Monitoring of oral temperatures, while falling out of favor, remains a validate method, but suffers from observer variability if not properly performed (Farnell et al., 2005; Hooper and Andrews, 2006). Tympanic temperatures correlate well with pulmonary artery thermistors, but are dependent on the end user's skill. Additionally, such measurements have not been adequately studied in the setting of TTM and do not provide a mechanism for continuous temperature monitoring (Farnell et al., 2005; Hooper and Andrews, 2006; Ferguson, 2007; Henker and Carlson, 2007). Prior clinical practice guidelines indicate that the rectal route should probably be avoided due to the relative risk of trauma in general, patients at risk for coagulopathy, or those who require neutropenic precautions (O'Grady et al., 1998).

At present, there is insufficient evidence to support any single site. There was limited examination of the need to monitor more than one site at any given time (Kiekkas et al., 2008). There is also a growing trend to monitor temperature continuously rather than obtain intermittent measurements (Gupta et al., 2002; Kiekkas et al., 2008).

Recommendation	Category	Evidence
Nurses should use instruments that provide for continuous temperature monitoring	Class I	Level C
The site of temperature monitoring should include bladder, brain, or esophageal monitoring^*	Class IIa	Level C

Additional evidence exists, but does not include patients undergoing TTM.

Neurologic Considerations

Induced hypothermia is frequently employed in critically ill neurology and neurosurgical patients as an intracranial pressure (ICP) management tool and as a neuroprotection strategy for comatose postcardiac arrest patients (Bernard, 2009; Josephson, 2004). For traumatic brain injury and postoperative neurosurgical patients, induced normothermia is used to treat hypo- or hyperthermia. We identified 12 articles that provide evidence for nurses regarding temperature management strategies and neurologic monitoring and assessment (Sund-Levander and Wahren, 2000; Grossman et al., 2002; Gupta et al., 2002; Holtzclaw, 2004; Badjatia et al., 2007; Henker and Carlson, 2007; Badjatia et al., 2008; Kiekkas et al., 2008; Olson et al., 2008; Wolfrum et al., 2008; McNett and Gianakis, 2010; Choi et al., 2011). The effect on nursing workload during the implementation of temperature management strategies was addressed in five articles (Grossman et al., 2002; Kiekkas et al., 2008; McNett and Gianakis, 2010; Olson et al., 2008; Wolfrum et al., 2008). There were two articles that specifically addressed temperature control therapies and their effect on physiologic parameters that nurses will monitor, and five that addressed recognition, prevention, or treatment of shivering in brain injured patients (Sund-Levander and Wahren, 2000; Gupta et al., 2002; Badjatia et al., 2007; Henker and Carlson, 2007; Badjatia et al., 2008).
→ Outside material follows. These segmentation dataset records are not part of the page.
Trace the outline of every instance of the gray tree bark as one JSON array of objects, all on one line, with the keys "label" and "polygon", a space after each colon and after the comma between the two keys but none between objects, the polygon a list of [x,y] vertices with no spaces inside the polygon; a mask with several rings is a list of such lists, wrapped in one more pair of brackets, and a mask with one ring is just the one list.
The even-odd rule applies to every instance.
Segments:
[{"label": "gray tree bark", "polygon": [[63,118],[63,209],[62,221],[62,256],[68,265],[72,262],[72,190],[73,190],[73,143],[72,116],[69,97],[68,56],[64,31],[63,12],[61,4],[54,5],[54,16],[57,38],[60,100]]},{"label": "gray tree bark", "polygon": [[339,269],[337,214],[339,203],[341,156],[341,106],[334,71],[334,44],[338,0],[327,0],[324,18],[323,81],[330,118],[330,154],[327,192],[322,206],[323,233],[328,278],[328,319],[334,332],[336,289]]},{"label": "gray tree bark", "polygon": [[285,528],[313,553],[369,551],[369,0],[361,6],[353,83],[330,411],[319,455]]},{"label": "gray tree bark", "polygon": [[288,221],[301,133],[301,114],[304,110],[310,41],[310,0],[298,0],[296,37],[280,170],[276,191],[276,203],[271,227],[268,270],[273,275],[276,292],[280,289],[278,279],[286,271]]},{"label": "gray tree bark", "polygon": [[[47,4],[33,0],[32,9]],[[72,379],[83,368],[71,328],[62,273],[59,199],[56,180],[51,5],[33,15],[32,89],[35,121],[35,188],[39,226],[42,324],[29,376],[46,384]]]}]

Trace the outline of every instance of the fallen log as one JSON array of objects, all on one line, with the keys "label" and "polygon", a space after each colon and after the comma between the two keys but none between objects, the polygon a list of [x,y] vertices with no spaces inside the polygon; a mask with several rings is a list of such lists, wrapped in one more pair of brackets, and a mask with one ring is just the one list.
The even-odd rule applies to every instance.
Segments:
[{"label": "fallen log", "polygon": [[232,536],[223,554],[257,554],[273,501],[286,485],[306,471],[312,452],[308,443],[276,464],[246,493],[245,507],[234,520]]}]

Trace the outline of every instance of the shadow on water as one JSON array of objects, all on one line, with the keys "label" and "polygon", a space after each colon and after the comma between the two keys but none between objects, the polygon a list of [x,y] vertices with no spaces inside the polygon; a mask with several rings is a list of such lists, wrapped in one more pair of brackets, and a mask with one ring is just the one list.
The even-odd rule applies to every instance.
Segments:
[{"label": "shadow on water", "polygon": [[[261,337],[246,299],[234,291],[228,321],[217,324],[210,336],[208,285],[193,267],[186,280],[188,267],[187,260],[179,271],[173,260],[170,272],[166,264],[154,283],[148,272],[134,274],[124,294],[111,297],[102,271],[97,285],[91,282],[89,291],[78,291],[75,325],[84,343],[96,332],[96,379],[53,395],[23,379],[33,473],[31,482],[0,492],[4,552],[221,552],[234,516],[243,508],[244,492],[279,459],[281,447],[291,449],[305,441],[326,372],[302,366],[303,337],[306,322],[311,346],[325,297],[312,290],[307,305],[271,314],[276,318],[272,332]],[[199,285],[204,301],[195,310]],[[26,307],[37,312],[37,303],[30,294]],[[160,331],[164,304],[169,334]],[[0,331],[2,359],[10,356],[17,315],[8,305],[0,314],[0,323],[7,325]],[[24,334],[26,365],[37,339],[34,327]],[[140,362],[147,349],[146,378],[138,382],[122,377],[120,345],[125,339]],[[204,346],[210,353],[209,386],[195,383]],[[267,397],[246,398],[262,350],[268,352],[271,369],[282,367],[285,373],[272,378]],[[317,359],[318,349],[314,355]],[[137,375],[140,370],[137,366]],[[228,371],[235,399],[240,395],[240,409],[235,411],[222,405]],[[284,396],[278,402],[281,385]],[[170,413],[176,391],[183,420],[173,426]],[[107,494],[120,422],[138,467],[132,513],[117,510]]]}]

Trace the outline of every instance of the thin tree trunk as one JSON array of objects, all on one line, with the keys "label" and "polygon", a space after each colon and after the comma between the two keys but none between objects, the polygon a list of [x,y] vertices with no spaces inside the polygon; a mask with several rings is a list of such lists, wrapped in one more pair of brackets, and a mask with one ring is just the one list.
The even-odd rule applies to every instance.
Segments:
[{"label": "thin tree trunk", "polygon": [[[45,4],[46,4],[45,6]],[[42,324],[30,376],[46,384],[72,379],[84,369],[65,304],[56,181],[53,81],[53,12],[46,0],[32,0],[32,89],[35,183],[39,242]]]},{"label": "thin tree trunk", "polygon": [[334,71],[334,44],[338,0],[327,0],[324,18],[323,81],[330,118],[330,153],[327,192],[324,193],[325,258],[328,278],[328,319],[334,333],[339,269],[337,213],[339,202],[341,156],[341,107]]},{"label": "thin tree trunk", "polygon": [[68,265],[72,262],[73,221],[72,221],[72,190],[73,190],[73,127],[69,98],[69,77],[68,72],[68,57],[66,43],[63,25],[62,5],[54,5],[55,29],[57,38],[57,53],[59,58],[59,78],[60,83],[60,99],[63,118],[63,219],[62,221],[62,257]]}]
TTM implementation and monitoring in neurologic ICU (NICU) patients is similar to other ICU populations with a few exceptions. For nurses taking care of traumatic brain injury patients, up to half will be responsible for managing intracranial device parameters, such as ICP or brain temperature (McNett and Gianakis, 2010). In those with intracranial temperature probes, it should be expected that brain temperature will be 0.5–2.0°C higher than systemic measurements. If the nurse is also monitoring brain tissue oxygen levels (P_btO₂), changing temperature may have variable effects. One study has found that the P_btO₂ will increase when temperature is lowered to 35°C but may decrease if temperature is lowered further (Gupta et al., 2002). As a result of TTM in NICU patients, nursing workload should be expected to increase, and therefore nursing assignments should be planned accordingly (Kiekkas et al., 2008; Olson et al., 2008; McNett and Gianakis, 2010). TTM undertaken by nursing can involve numerous interventions, some of which may require an average of 20 min per maneuver to complete. Nursing may also be required to assist in cooling a patient during cardiac catheterization (Wolfrum et al., 2008). However, the individual effectiveness of many of these therapies is unknown in many cases. These interventions are applied during induction, maintenance, and rewarming of patients undergoing TTM, a therapy that is often utilized for several days.

During all stages of TTM, patients often require sedation and analgesia to facilitate the process of care and reduce the fear and anxiety associated with mechanical ventilation (Jacobi et al., 2002). The ICU sedation literature generally suggests the use of validated observational scales in conjunction with neurofunction monitors and daily wakeup protocols (Dotson, 2010). However, TTM may negate the feasibility of daily wakeups, and the reliability of observational and physiologic tools is not yet established in this population. Neurofunction monitors such as bispectral index have been reported to be used during TTM (Seder and Van der Kloot, 2009). Schmidlin et al. (2001), found that while BIS values were lower associated with lower body temperature, the difference was clinically insignificant. The literature supporting nursing monitoring of sedation during TTM is limited.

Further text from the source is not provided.